Galeria Francisco Fino is delighted to share Rita Anuar's article on Nuno Ramos' solo show Opening, titled Interview with Nuno Ramos in the context of the Opening exhibition at Francisco Fino Gallery, in Umbigo Magazine.
"I found the idea of monument curious. On the one hand, when you mention Musil in the piece you wrote for the exhibition, it seems that the monument is a way of acting on memory, either to remember or to forget. Today we find politically compromised interventions over monuments, erasing them, for instance. This leads us to think once again about the monument.
Traditional monuments are making sense again, which is somewhat bizarre. There is a huge counter-monument movement now, for example the Vietnam counter-monument in Washington. Germany has counter-monuments, one of them is progressively encroaching on the ground.
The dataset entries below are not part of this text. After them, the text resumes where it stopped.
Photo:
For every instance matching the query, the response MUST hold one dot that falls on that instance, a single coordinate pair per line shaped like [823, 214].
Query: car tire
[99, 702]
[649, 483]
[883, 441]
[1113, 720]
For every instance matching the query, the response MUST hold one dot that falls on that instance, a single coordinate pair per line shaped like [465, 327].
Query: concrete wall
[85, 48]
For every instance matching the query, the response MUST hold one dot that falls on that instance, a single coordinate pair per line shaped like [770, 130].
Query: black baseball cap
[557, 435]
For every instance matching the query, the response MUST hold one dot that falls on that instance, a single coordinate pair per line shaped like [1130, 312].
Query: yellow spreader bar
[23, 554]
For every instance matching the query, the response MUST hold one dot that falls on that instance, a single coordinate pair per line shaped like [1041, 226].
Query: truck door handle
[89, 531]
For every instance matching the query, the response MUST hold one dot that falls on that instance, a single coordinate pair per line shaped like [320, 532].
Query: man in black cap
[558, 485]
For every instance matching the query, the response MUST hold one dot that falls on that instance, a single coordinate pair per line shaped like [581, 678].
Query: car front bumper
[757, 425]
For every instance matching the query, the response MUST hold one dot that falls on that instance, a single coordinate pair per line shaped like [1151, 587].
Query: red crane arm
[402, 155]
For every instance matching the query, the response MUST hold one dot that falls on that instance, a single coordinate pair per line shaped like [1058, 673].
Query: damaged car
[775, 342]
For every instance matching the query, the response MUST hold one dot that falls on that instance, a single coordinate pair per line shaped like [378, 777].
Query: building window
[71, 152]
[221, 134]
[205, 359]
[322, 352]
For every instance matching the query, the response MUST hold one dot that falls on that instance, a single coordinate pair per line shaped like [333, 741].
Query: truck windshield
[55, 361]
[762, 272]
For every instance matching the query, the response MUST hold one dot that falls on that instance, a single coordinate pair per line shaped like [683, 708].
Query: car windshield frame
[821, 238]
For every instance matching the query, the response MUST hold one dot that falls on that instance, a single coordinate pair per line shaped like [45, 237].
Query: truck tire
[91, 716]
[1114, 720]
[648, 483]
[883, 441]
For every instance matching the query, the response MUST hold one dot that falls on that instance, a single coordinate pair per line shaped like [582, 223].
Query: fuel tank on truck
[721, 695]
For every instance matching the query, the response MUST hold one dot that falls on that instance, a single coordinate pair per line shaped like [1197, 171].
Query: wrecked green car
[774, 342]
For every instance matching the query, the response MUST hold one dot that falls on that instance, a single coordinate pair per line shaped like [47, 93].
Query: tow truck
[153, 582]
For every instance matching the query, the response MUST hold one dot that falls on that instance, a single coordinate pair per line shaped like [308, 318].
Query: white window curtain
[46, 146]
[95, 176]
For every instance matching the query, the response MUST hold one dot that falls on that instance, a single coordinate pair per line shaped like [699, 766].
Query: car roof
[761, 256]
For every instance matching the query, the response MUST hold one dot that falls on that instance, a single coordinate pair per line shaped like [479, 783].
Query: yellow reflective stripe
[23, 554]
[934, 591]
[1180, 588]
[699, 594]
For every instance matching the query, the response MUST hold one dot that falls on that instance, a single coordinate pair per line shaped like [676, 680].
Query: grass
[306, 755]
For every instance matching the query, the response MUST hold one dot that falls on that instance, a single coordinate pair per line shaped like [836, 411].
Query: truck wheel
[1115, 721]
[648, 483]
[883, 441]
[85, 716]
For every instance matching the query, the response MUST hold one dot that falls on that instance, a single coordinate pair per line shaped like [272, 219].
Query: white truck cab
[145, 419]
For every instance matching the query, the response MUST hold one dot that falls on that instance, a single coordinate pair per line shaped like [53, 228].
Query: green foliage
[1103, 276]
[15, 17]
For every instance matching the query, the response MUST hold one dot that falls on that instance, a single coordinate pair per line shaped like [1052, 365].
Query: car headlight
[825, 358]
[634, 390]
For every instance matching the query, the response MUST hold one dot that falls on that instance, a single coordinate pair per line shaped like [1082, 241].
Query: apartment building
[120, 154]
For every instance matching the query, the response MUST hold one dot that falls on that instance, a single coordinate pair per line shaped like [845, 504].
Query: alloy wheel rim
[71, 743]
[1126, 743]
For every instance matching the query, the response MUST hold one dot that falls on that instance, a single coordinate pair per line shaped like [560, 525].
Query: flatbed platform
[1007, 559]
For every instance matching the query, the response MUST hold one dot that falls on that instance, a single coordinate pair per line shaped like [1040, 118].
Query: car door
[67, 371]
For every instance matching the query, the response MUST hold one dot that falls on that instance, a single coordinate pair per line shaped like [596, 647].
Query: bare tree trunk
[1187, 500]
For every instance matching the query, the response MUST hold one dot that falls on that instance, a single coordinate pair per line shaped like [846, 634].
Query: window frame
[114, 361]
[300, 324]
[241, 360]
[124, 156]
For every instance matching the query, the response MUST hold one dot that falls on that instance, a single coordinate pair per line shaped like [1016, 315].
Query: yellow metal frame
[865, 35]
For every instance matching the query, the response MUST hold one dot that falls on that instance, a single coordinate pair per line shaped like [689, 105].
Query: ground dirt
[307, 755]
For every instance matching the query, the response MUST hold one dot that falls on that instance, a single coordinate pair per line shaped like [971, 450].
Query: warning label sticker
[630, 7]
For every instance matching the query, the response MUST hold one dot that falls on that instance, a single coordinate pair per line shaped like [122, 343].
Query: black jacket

It’s a lead monument where people wrote things and it sinks into the earth. There’s the Jewish fountain, where you only see a crack and the water is pouring in. All these are exercises in counter-monumentality. We assumed that these figurative symbols of memory, with the generals and their muses, had been exhausted. In the post-war period, this became abundantly clear. It seems that our time, with its obsession with liberality, has once again embodied that side. And then people knock them down and throw them in the river. It seems to me that there’s a desire for symbolisation that cannot be achieved by taking one down and putting another up."